Dull! How can Burton’s Alice be dull? Blame it on Harry Potter, AK Rowling’s franchise, which knocked Lewis Carroll and AA Milne off the top of the best selling children’s book lists. The first book aside, Rowling’s Potter series is H. Rider Haggard or Edgar Rice Burroughs material, full of big battles and endless plot twists. Fantasy elements are there, of course, but, more and more, they’re in the service of the kind of action-based melodramas that literary critics used to call “page turners.”
As films, that’s what happened to the Potter series and, quite frankly, to much of the Lord of the Ring trilogy as well. And those films sold very, very well, as we all know. So did the books. Those two series have influenced every major new fantasy film (and book) that’s come out in the past half-decade or more.
The formula is clear. Use great art directors and animators to make your films look visionary. Create huge, dangerous beasts. Put your main character in dangerous situations. Build up for big fight scenes and then let them rage.
How does all this fit in Alice in Wonderland? The books were crazy travelogues into a world of brilliant make-believe. Plots, such as they are, refer to chess games (Through the Looking Glass) and a vague notion that one can wake from a dream (the original Wonderland).
In Burton’s film, it’s all rush, rush, rush. A not so young Alice, played by 20-something Mia Wasikowska, is, indeed, late, late, late for a very important date. She’s about to be engaged to a wildly inappropriate man, when she falls down the proverbial rabbit hole. All too quickly, she’s on the Red Queen’s enemy’s list and Stayne, her scar-faced henchman is racing around Underland trying to capture her.
The wonderfully crazy Mad Tea Party has been truncated and turned into a set piece where Alice escapes capture by the Red Queen’s forces.
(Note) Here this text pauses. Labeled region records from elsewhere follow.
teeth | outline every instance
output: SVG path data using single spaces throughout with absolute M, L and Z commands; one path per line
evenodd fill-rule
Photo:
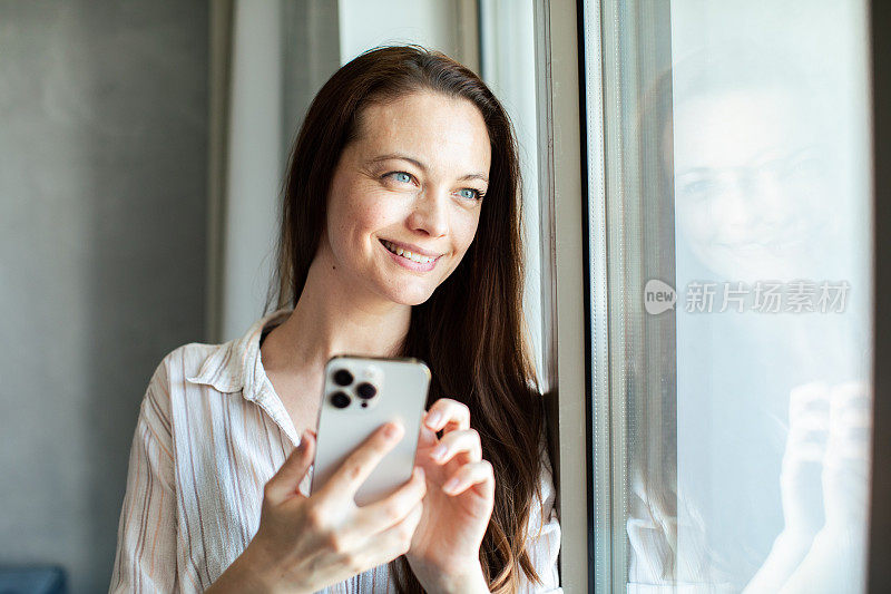
M 407 250 L 403 250 L 402 247 L 398 247 L 396 245 L 393 245 L 390 242 L 383 242 L 383 244 L 388 250 L 390 250 L 394 254 L 401 255 L 402 257 L 411 260 L 412 262 L 418 262 L 419 264 L 429 264 L 430 262 L 433 262 L 433 260 L 435 260 L 434 257 L 430 257 L 430 256 L 425 256 L 425 255 L 421 255 L 421 254 L 413 254 L 413 253 L 411 253 L 411 252 L 409 252 Z

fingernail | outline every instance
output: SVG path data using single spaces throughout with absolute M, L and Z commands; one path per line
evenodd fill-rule
M 439 460 L 446 455 L 446 446 L 440 444 L 433 451 L 430 452 L 430 455 L 433 456 L 433 458 L 435 458 L 437 460 Z

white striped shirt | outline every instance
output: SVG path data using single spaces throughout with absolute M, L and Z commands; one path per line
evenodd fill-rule
M 260 527 L 263 487 L 300 442 L 263 370 L 261 334 L 283 309 L 224 344 L 189 343 L 158 364 L 139 410 L 109 592 L 202 592 L 238 557 Z M 547 455 L 545 517 L 532 506 L 527 549 L 544 585 L 561 592 L 560 527 Z M 311 474 L 300 485 L 309 494 Z M 539 527 L 541 527 L 539 533 Z M 395 592 L 386 565 L 323 592 Z

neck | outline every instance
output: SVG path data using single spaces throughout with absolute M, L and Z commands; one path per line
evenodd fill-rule
M 294 311 L 263 343 L 275 338 L 267 370 L 303 376 L 321 373 L 335 354 L 392 357 L 408 333 L 410 305 L 350 291 L 323 260 L 313 261 Z

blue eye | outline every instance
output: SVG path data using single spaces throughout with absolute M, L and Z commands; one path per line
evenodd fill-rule
M 391 172 L 391 173 L 389 173 L 386 175 L 393 176 L 393 178 L 396 182 L 403 182 L 405 184 L 410 184 L 411 183 L 411 174 L 408 174 L 405 172 Z
M 468 199 L 478 201 L 478 199 L 482 198 L 482 193 L 479 189 L 473 189 L 472 187 L 466 187 L 464 189 L 461 189 L 460 192 L 470 192 L 469 196 L 467 194 L 463 194 L 463 197 L 466 197 Z

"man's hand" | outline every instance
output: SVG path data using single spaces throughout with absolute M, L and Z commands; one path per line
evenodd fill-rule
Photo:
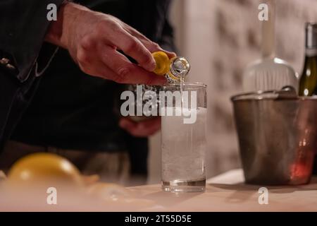
M 46 41 L 67 49 L 85 73 L 120 83 L 162 84 L 165 78 L 151 72 L 151 52 L 161 48 L 135 29 L 107 14 L 66 3 L 58 10 Z M 132 64 L 118 50 L 135 59 Z M 175 54 L 164 51 L 170 57 Z
M 120 127 L 137 137 L 147 137 L 161 129 L 161 117 L 157 117 L 139 122 L 128 118 L 122 118 L 119 122 Z

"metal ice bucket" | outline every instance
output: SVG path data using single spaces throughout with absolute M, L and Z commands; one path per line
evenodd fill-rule
M 299 97 L 286 88 L 231 100 L 246 182 L 309 182 L 317 150 L 317 97 Z

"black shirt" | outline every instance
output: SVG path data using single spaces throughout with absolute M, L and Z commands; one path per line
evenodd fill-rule
M 153 41 L 173 50 L 167 21 L 170 1 L 79 1 L 113 15 Z M 32 102 L 11 138 L 37 145 L 90 151 L 136 152 L 145 165 L 147 139 L 131 137 L 118 126 L 124 85 L 82 73 L 60 49 L 41 78 Z M 141 160 L 142 159 L 142 160 Z M 144 167 L 143 167 L 144 168 Z

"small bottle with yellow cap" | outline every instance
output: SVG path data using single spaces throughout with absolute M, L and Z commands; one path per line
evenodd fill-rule
M 168 83 L 183 82 L 185 77 L 190 70 L 188 61 L 181 56 L 169 59 L 163 52 L 156 52 L 152 54 L 156 67 L 154 72 L 159 76 L 165 76 Z

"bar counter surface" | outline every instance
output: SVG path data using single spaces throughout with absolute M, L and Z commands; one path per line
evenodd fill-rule
M 158 184 L 128 189 L 153 200 L 154 211 L 317 211 L 316 177 L 306 185 L 265 186 L 267 204 L 263 186 L 243 182 L 242 170 L 235 170 L 209 179 L 204 193 L 175 194 Z

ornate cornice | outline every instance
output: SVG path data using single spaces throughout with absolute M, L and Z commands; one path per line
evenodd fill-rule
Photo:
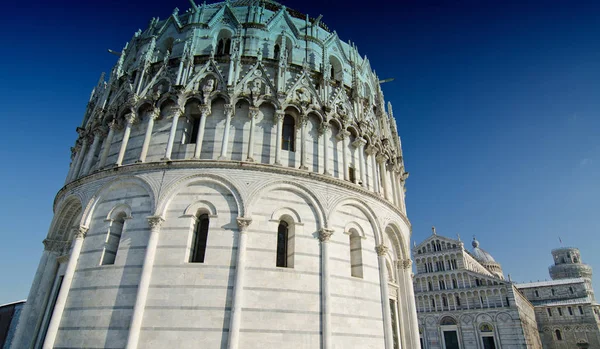
M 328 242 L 333 235 L 333 229 L 321 228 L 319 230 L 319 241 Z
M 375 246 L 375 252 L 377 252 L 378 256 L 385 256 L 389 250 L 390 249 L 384 244 Z
M 238 217 L 237 223 L 238 223 L 238 228 L 240 230 L 240 233 L 245 233 L 248 231 L 248 227 L 250 226 L 250 223 L 252 223 L 252 218 Z
M 106 168 L 100 171 L 93 172 L 91 174 L 79 177 L 78 179 L 67 183 L 62 187 L 55 198 L 55 203 L 59 198 L 68 193 L 69 191 L 77 188 L 84 183 L 96 181 L 102 178 L 114 177 L 116 175 L 129 174 L 133 175 L 136 173 L 143 173 L 146 171 L 162 171 L 165 169 L 232 169 L 232 170 L 244 170 L 244 171 L 258 171 L 263 173 L 277 173 L 281 175 L 289 175 L 292 177 L 304 178 L 307 180 L 319 181 L 325 184 L 332 184 L 338 188 L 349 190 L 354 192 L 358 197 L 368 197 L 371 200 L 377 201 L 380 204 L 386 206 L 389 210 L 396 213 L 401 217 L 402 221 L 409 227 L 411 227 L 410 221 L 405 216 L 404 212 L 399 207 L 395 206 L 392 202 L 385 200 L 379 196 L 378 193 L 357 186 L 349 181 L 328 176 L 321 173 L 309 172 L 305 170 L 296 169 L 293 167 L 284 167 L 273 164 L 262 164 L 256 162 L 246 161 L 233 161 L 233 160 L 198 160 L 198 159 L 185 159 L 185 160 L 163 160 L 156 162 L 144 162 L 144 163 L 132 163 L 124 164 L 118 168 Z

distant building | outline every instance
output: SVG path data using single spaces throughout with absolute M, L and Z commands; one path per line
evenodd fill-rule
M 0 349 L 10 349 L 25 301 L 0 305 Z
M 433 234 L 413 249 L 421 348 L 542 348 L 533 305 L 473 239 Z
M 600 348 L 600 305 L 579 249 L 552 250 L 552 281 L 516 285 L 535 306 L 544 349 Z

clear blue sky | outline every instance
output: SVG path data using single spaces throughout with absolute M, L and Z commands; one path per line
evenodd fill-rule
M 514 280 L 548 278 L 550 250 L 600 273 L 600 3 L 284 1 L 356 42 L 394 105 L 413 239 L 481 247 Z M 368 4 L 368 5 L 367 5 Z M 102 71 L 174 1 L 20 1 L 0 29 L 0 304 L 25 298 Z M 600 275 L 596 277 L 600 292 Z

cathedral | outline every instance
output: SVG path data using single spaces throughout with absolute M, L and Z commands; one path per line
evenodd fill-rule
M 600 305 L 578 249 L 552 251 L 551 281 L 517 284 L 471 245 L 433 228 L 413 248 L 421 348 L 600 348 Z
M 274 1 L 190 3 L 93 89 L 13 348 L 418 348 L 369 61 Z

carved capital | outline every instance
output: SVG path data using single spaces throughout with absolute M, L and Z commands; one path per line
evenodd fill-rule
M 75 239 L 83 239 L 85 238 L 85 235 L 87 234 L 87 227 L 84 226 L 79 226 L 77 228 L 73 229 L 73 236 L 75 237 Z
M 252 218 L 238 217 L 237 223 L 240 233 L 245 233 L 248 231 L 250 223 L 252 223 Z
M 160 109 L 152 108 L 150 113 L 148 113 L 148 117 L 154 120 L 158 119 L 160 117 Z
M 158 232 L 160 230 L 160 226 L 165 221 L 161 216 L 150 216 L 148 217 L 148 225 L 150 226 L 150 231 Z
M 258 118 L 258 108 L 257 107 L 250 107 L 248 109 L 248 117 L 250 119 L 256 119 L 256 118 Z
M 44 250 L 56 253 L 63 253 L 68 248 L 68 241 L 44 239 Z
M 327 242 L 331 235 L 333 235 L 333 229 L 321 228 L 319 230 L 319 241 Z
M 111 122 L 108 123 L 108 128 L 111 131 L 115 131 L 119 128 L 119 125 L 116 120 L 111 120 Z
M 225 115 L 230 118 L 233 115 L 233 104 L 225 104 Z
M 200 114 L 202 114 L 203 118 L 209 116 L 211 113 L 211 109 L 210 109 L 209 105 L 205 105 L 205 104 L 199 105 L 198 109 L 200 110 Z
M 369 146 L 365 149 L 365 151 L 369 155 L 377 154 L 377 148 L 375 148 L 372 144 L 369 144 Z
M 96 137 L 106 137 L 106 126 L 96 126 L 94 127 L 93 133 Z
M 328 122 L 322 122 L 321 125 L 319 126 L 319 134 L 325 134 L 326 132 L 329 132 L 329 130 L 331 130 L 331 125 L 329 125 Z
M 283 110 L 277 110 L 277 111 L 275 111 L 274 118 L 275 118 L 275 122 L 276 123 L 282 122 L 284 117 L 285 117 L 285 112 Z
M 412 268 L 412 260 L 410 258 L 401 259 L 398 261 L 398 268 L 410 269 Z
M 375 246 L 375 252 L 377 252 L 378 256 L 385 256 L 388 251 L 389 248 L 384 244 Z
M 341 130 L 340 132 L 338 132 L 337 136 L 335 136 L 335 138 L 337 138 L 337 140 L 339 141 L 343 141 L 348 137 L 350 137 L 350 132 L 348 132 L 347 130 Z
M 352 145 L 356 148 L 362 148 L 367 144 L 367 141 L 364 138 L 357 138 Z

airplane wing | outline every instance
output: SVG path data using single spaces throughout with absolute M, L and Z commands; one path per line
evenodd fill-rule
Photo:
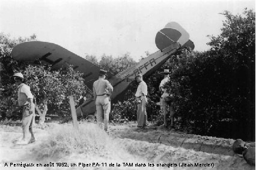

When the Mad Hatter is arrested instead of her, Alice pretends to be the Queen’s ally until she and her friends can escape to the White Queen’s castle. Pushing that storyline as hard as can reasonably be imagined, our Alice has to fight the Jabberwocky to turn Underland into Wonderland.
Johnny Depp is wonderful as the Mad Hatter, of course. He seems to have read Carroll and loved it. Anne Hathaway offers a surprisingly neurotic White Queen and Helena Bonham Carter is a properly villainous Red Queen. Proper British actors produce proper voices for all the animated parts, from Tweeledum to the White Rabbit.
Tim Burton’s Alice in Wonderland looks lovely. But where’s its soul? Maybe Disney can hire detectives to find it.